ME/ChE 632: Multiphase Flow gives students unique hands-on education and experience in multiphase flows, backed by the exceptional expertise of Iowa State’s Center for Multiphase Flow and Research Education’s (CoMFRE) faculty members.
Shankar Subramaniam, professor of mechanical engineering and founding director of CoMFRE, has taught this course at Iowa State since 2007.
Course description: “The ME/ChE 632 course content is on multiphase flows, which are flows involving solid particles flowing in air or other gases (as encountered in sandstorms, coal-fired power plants or biomass pyrolysis reactors), or in water or other liquids (sediment transport, soil erosion by water runoff, sand in oil pipelines), liquid droplets in air (sprays as in car engines, aerosol droplets from people coughing), or air or other gas bubbles in water or other liquids (bubbles in the ocean or food processing and in chemical reactors),” said Subramaniam.
Project-based, student-driven learning: ME/ChE is an advanced graduate class focusing on project-based learning. Students pick a multiphase flow project of their choice and apply the skills learned in readings, lectures, and in-class activities to work through their project. Students take ownership of their projects and learning.
In fact, on some assignments, students grade themselves. Subramaniam hands them the rubric and students are expected to evaluate themselves. This gives them the responsibility to honestly reflect and assess their work.
In-person-distance blend: ME/ChE is unique because it is offered in-person and online so students working in the industry can enroll in this class.
Students in the distance section engage all the same activities as those in class, just asynchronously, on their own time. They are still getting similar experiences as those taking it on campus.
The course format made the March 2020 transition, when all Iowa State classes moved online, a little bit easier. Since Subramaniam was already uploading the lectures for his distance ed students, he was able to continue to meet with his class via Webex, use the recording feature and then upload lecture recordings for his students. While the students attending in person on campus still had to adjust to doing their in-class activities virtually, having the basics of virtual learning made the process as smooth as a change this big can be.
What students say: ME/ChE course is very popular among students. Hugh Warren (’12, M.S. ‘13 chem engr), a student in the distance education section, said, “I have seen the benefits almost immediately. The greatest benefit this course has given me is some new ways to think about these problems and how to treat them. My creative and critical thinking skills, I know have developed more as a result – and this is something that not only has immediate but also long-term benefits.”
Barlev Nagawkar, a graduate student in mechanical engineering and student in the on-campus section, saw similar benefits.“Not only did I get to build a strong foundation in multiphase flows, I think I am a better researcher because of it,” said Nagawkar.
Nationwide leader in multiphase flow courses: Colleges across the country are designing courses similar to ME/ChE 632. Stanford University, Cornell University and the University of Florida all now have a course focusing on multiphase flows.

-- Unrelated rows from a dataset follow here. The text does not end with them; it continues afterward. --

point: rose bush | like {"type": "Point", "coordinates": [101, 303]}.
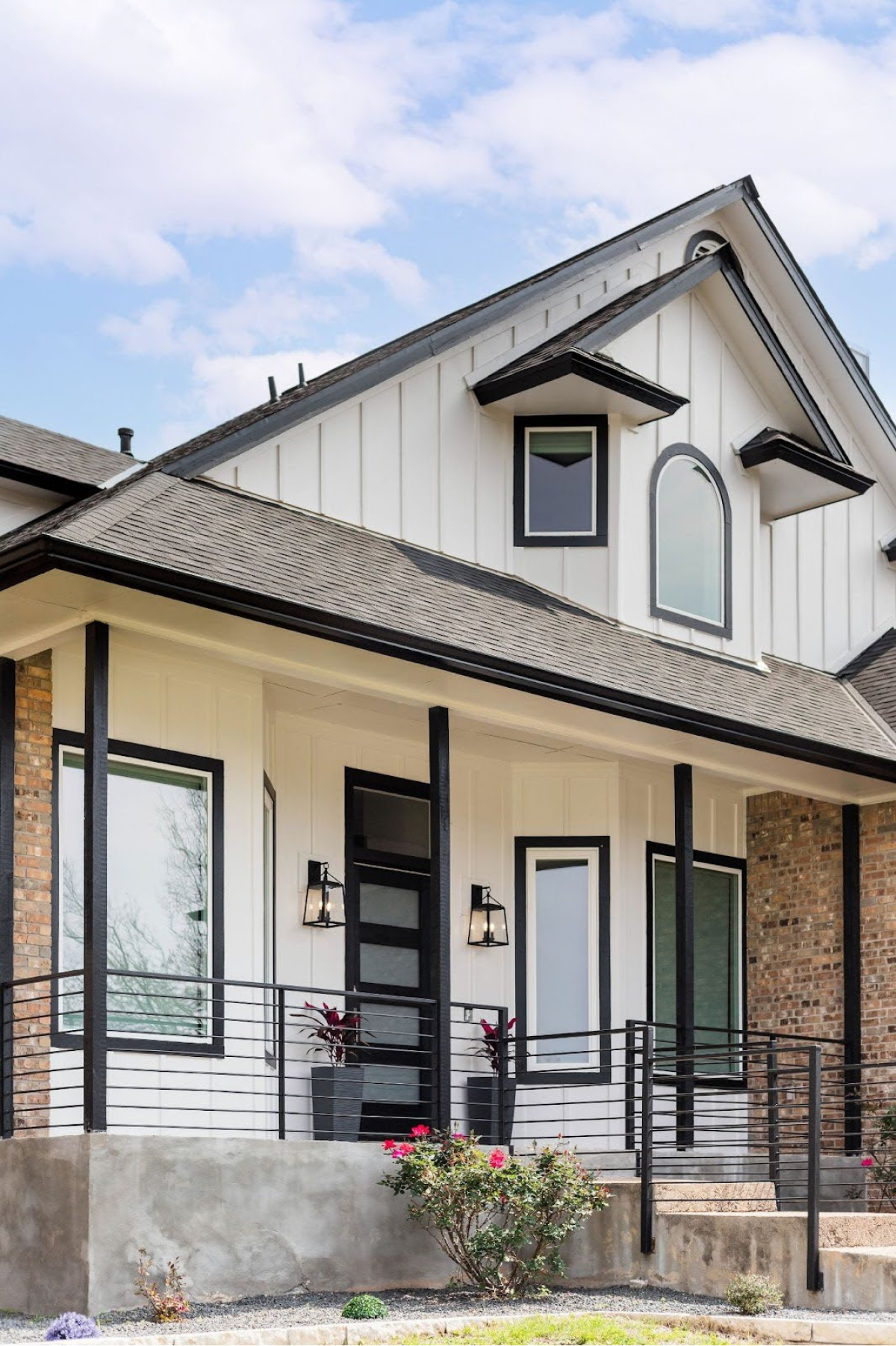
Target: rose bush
{"type": "Point", "coordinates": [500, 1217]}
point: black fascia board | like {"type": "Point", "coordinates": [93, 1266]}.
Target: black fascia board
{"type": "Point", "coordinates": [47, 553]}
{"type": "Point", "coordinates": [315, 403]}
{"type": "Point", "coordinates": [47, 481]}
{"type": "Point", "coordinates": [617, 379]}
{"type": "Point", "coordinates": [810, 461]}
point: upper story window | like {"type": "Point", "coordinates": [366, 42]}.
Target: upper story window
{"type": "Point", "coordinates": [560, 481]}
{"type": "Point", "coordinates": [691, 542]}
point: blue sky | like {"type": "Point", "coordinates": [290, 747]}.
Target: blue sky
{"type": "Point", "coordinates": [198, 193]}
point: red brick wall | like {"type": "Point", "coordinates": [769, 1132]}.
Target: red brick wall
{"type": "Point", "coordinates": [33, 896]}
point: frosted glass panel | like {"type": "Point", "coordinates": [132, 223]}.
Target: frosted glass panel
{"type": "Point", "coordinates": [561, 481]}
{"type": "Point", "coordinates": [689, 542]}
{"type": "Point", "coordinates": [563, 958]}
{"type": "Point", "coordinates": [388, 967]}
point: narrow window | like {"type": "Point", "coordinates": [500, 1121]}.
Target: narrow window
{"type": "Point", "coordinates": [560, 483]}
{"type": "Point", "coordinates": [161, 884]}
{"type": "Point", "coordinates": [691, 530]}
{"type": "Point", "coordinates": [563, 936]}
{"type": "Point", "coordinates": [718, 958]}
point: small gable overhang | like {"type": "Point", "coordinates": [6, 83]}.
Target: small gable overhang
{"type": "Point", "coordinates": [795, 477]}
{"type": "Point", "coordinates": [580, 382]}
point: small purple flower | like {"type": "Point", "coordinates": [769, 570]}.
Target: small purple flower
{"type": "Point", "coordinates": [72, 1327]}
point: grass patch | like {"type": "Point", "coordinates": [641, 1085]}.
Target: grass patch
{"type": "Point", "coordinates": [592, 1330]}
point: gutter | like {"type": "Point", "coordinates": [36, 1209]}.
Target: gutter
{"type": "Point", "coordinates": [46, 553]}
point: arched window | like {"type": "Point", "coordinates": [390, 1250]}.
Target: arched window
{"type": "Point", "coordinates": [691, 542]}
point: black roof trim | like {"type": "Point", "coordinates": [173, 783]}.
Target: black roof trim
{"type": "Point", "coordinates": [46, 481]}
{"type": "Point", "coordinates": [357, 376]}
{"type": "Point", "coordinates": [595, 369]}
{"type": "Point", "coordinates": [45, 553]}
{"type": "Point", "coordinates": [778, 444]}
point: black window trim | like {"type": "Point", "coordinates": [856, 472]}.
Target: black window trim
{"type": "Point", "coordinates": [214, 768]}
{"type": "Point", "coordinates": [600, 533]}
{"type": "Point", "coordinates": [604, 1010]}
{"type": "Point", "coordinates": [669, 614]}
{"type": "Point", "coordinates": [720, 862]}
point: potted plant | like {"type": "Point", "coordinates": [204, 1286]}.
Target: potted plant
{"type": "Point", "coordinates": [337, 1089]}
{"type": "Point", "coordinates": [491, 1123]}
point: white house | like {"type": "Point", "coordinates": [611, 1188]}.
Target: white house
{"type": "Point", "coordinates": [533, 666]}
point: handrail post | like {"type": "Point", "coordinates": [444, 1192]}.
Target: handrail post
{"type": "Point", "coordinates": [814, 1277]}
{"type": "Point", "coordinates": [503, 1047]}
{"type": "Point", "coordinates": [630, 1084]}
{"type": "Point", "coordinates": [647, 1141]}
{"type": "Point", "coordinates": [281, 1062]}
{"type": "Point", "coordinates": [774, 1117]}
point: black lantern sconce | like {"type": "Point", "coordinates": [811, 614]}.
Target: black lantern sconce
{"type": "Point", "coordinates": [325, 898]}
{"type": "Point", "coordinates": [488, 919]}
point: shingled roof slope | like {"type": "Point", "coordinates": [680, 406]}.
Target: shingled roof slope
{"type": "Point", "coordinates": [33, 448]}
{"type": "Point", "coordinates": [359, 579]}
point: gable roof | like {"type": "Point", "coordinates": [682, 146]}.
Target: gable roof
{"type": "Point", "coordinates": [208, 544]}
{"type": "Point", "coordinates": [54, 462]}
{"type": "Point", "coordinates": [355, 376]}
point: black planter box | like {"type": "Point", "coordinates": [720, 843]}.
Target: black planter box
{"type": "Point", "coordinates": [483, 1108]}
{"type": "Point", "coordinates": [337, 1094]}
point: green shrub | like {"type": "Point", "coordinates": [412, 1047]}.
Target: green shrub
{"type": "Point", "coordinates": [365, 1306]}
{"type": "Point", "coordinates": [500, 1218]}
{"type": "Point", "coordinates": [753, 1295]}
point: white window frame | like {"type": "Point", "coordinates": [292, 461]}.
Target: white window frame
{"type": "Point", "coordinates": [563, 429]}
{"type": "Point", "coordinates": [720, 624]}
{"type": "Point", "coordinates": [182, 1040]}
{"type": "Point", "coordinates": [592, 856]}
{"type": "Point", "coordinates": [739, 875]}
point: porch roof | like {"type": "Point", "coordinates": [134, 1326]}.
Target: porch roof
{"type": "Point", "coordinates": [205, 543]}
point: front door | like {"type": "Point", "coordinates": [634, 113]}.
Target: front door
{"type": "Point", "coordinates": [387, 946]}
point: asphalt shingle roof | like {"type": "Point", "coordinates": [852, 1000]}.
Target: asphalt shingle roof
{"type": "Point", "coordinates": [354, 577]}
{"type": "Point", "coordinates": [60, 455]}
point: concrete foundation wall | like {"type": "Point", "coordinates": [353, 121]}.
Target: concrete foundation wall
{"type": "Point", "coordinates": [264, 1216]}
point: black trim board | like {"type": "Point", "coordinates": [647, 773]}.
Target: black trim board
{"type": "Point", "coordinates": [727, 862]}
{"type": "Point", "coordinates": [190, 762]}
{"type": "Point", "coordinates": [584, 365]}
{"type": "Point", "coordinates": [599, 536]}
{"type": "Point", "coordinates": [556, 1077]}
{"type": "Point", "coordinates": [666, 614]}
{"type": "Point", "coordinates": [49, 553]}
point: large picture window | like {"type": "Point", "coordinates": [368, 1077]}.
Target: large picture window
{"type": "Point", "coordinates": [691, 542]}
{"type": "Point", "coordinates": [560, 481]}
{"type": "Point", "coordinates": [563, 953]}
{"type": "Point", "coordinates": [163, 884]}
{"type": "Point", "coordinates": [719, 956]}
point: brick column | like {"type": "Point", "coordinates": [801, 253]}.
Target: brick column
{"type": "Point", "coordinates": [33, 891]}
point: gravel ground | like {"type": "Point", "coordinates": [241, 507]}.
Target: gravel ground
{"type": "Point", "coordinates": [303, 1307]}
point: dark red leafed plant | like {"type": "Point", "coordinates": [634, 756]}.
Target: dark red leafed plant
{"type": "Point", "coordinates": [337, 1030]}
{"type": "Point", "coordinates": [491, 1045]}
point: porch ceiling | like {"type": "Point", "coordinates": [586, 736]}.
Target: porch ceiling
{"type": "Point", "coordinates": [339, 679]}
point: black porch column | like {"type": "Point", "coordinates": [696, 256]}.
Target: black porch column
{"type": "Point", "coordinates": [852, 981]}
{"type": "Point", "coordinates": [7, 884]}
{"type": "Point", "coordinates": [96, 789]}
{"type": "Point", "coordinates": [441, 909]}
{"type": "Point", "coordinates": [685, 956]}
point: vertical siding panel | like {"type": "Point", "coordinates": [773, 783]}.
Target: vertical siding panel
{"type": "Point", "coordinates": [458, 458]}
{"type": "Point", "coordinates": [340, 465]}
{"type": "Point", "coordinates": [381, 461]}
{"type": "Point", "coordinates": [420, 458]}
{"type": "Point", "coordinates": [300, 466]}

Subramaniam has shared his course materials with peers at these and other universities as a reference as they are designing their courses.
Subramaniam believes there is a lot of scope for expanding courses and other learning modules in the area of multiphase flow for both students and industry practitioners, and is delighted that other faculty have also joined him in enhancing CoMFRE’s educational mission.
CoMFRE director Ted Heindel, University Professor and Bergles Professor in Thermal Science, and James Michael, CoMFRE affiliate faculty member and assistant professor of mechanical engineering, have contributed guest lectures to this multiphase flow course.
Also notably, Alberto Passalacqua, CoMFRE associate director and associate professor of mechanical engineering, has offered short courses on a computational toolkit called OpenFOAM – as well as training courses in the Quadrature-based Moment Method (QBMM) formalism that is useful for modeling multiphase flows with particles, droplets or bubbles of different sizes and physical properties.
With the success of ME/ChE 632 multiphase flow course, Subramaniam believes it will be possible to continue expanding into new areas.